Because the market largely remains unchecked, these products also put consumers at higher risk for issues like contamination, both in terms of processing cleanliness and the presence of abnormal particles. Peterson says he’s been seeing “a bunch of weird stuff that doesn’t pop up in nature showing up in these products.”

Various adverse side effects have also been reported. Per John Lohner, Wholesale Purchasing Manager at Lume Cannabis Co., these can include anxiety, paranoia, and even hallucinations, though Peterson notes that these concerns remain mostly speculative.

Know Your Growers

With so many unknowns in the market, this begs an even larger question: How can consumers be certain that their cannabis products are real?
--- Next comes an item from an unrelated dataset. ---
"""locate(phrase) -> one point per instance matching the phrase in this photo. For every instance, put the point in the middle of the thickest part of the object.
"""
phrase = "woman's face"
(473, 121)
As a first step, Peterson encourages consumers to steer clear of the hemp market, whose lack of federal regulations makes lab-produced cannabis difficult to spot. Instead, he recommends getting your supply from a properly licensed dispensary; even better if they can provide a Certificate of Analysis (COA) that verifies their products’ purity and cannabinoid content.

“It’s definitely a buyer-beware situation,” he says. “It’s not a perfect solution, but [synthetic and converted] products are more likely to show up in extra-marijuana channels.”

Other easy safeguarding practices include sticking to brands and locations you trust, as well as leaning into flower, which is far less likely to be synthesized than something requiring lab creation (aka, oils, comestibles, vapes, and the like).

Powders Instead of Plants

As for the future of synthetic cannabis on the Michigan market? That remains to be seen. Though it’s unlikely these products will vaporize anytime soon, Young highlights that they pose a real threat to cannabis businesses statewide, many of which are struggling to compete with the industry’s declining production costs.

New legislation is another question mark; in particular, a GOP-led House bill that could effectively illegalize hemp products with even trace THC, or any future changes to the language of the 2018 Farm Bill, which is on the docket for extension this year.

Further, Lohner and the folks at Lume highlight the potential of synthetic cannabinoids to sow distrust in the regional cannabis market, citing its safety issues and lack of consistency as deal breakers for scores of consumers.

If, like Young, you’d like to see some reform? “Write the CRA and file complaints with the governor and the attorney general,” she says. “We need information, and people need to know that they’re buying powders and not plants. Enough said.”